Myths about solo sex, bodies, and self-care for Mormon folx.


September 2019

1. Masturbation is wrong and breaks the law of chastity.

So many of us received strong and highly-loaded messages from various sources from the beginning of childhood and even into adulthood about the wrongness of masturbation and the supposed moral implications of touching our bodies.
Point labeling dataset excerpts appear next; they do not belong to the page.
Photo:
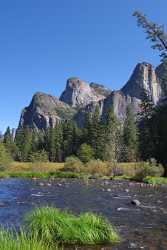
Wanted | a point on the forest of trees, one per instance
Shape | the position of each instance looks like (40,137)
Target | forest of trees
(138,138)
(105,139)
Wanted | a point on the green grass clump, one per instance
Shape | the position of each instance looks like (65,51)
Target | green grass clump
(42,175)
(156,180)
(15,241)
(55,226)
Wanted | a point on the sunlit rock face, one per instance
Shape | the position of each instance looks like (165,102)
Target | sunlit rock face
(45,111)
(119,101)
(79,94)
(80,98)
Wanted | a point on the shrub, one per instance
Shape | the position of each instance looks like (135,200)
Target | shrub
(149,169)
(85,153)
(4,157)
(73,164)
(40,156)
(97,167)
(52,225)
Each of us gets to choose what is most right, healthy, and good for our bodies, period. If it helps to hear it from someone else (and there are many others who feel this way, too), masturbation is not wrong. It is not breaking the law of chastity to listen to the needs of your body. It is not wrong to have time alone with your body sexually to comfort yourself and feel safe in your body. It is chaste and so important to be in touch with the needs of your body and to respond to those needs, whatever they are.

In the wise words of Heather Corinna (2012):

“If it’s wrong, it’s a wrong thing that the vast majority of the population does at one time or another, most starting so young that we don’t even remember when we first did it. If it’s wrong, it’s a wrong thing most people do with some frequency, which doesn’t do anyone else any harm whatsoever, and which can have positive health effects (like reducing cramps for women during menstruation, reducing stress, increasing circulation, and helping to prevent prostate cancer in men), and has no negative health effects.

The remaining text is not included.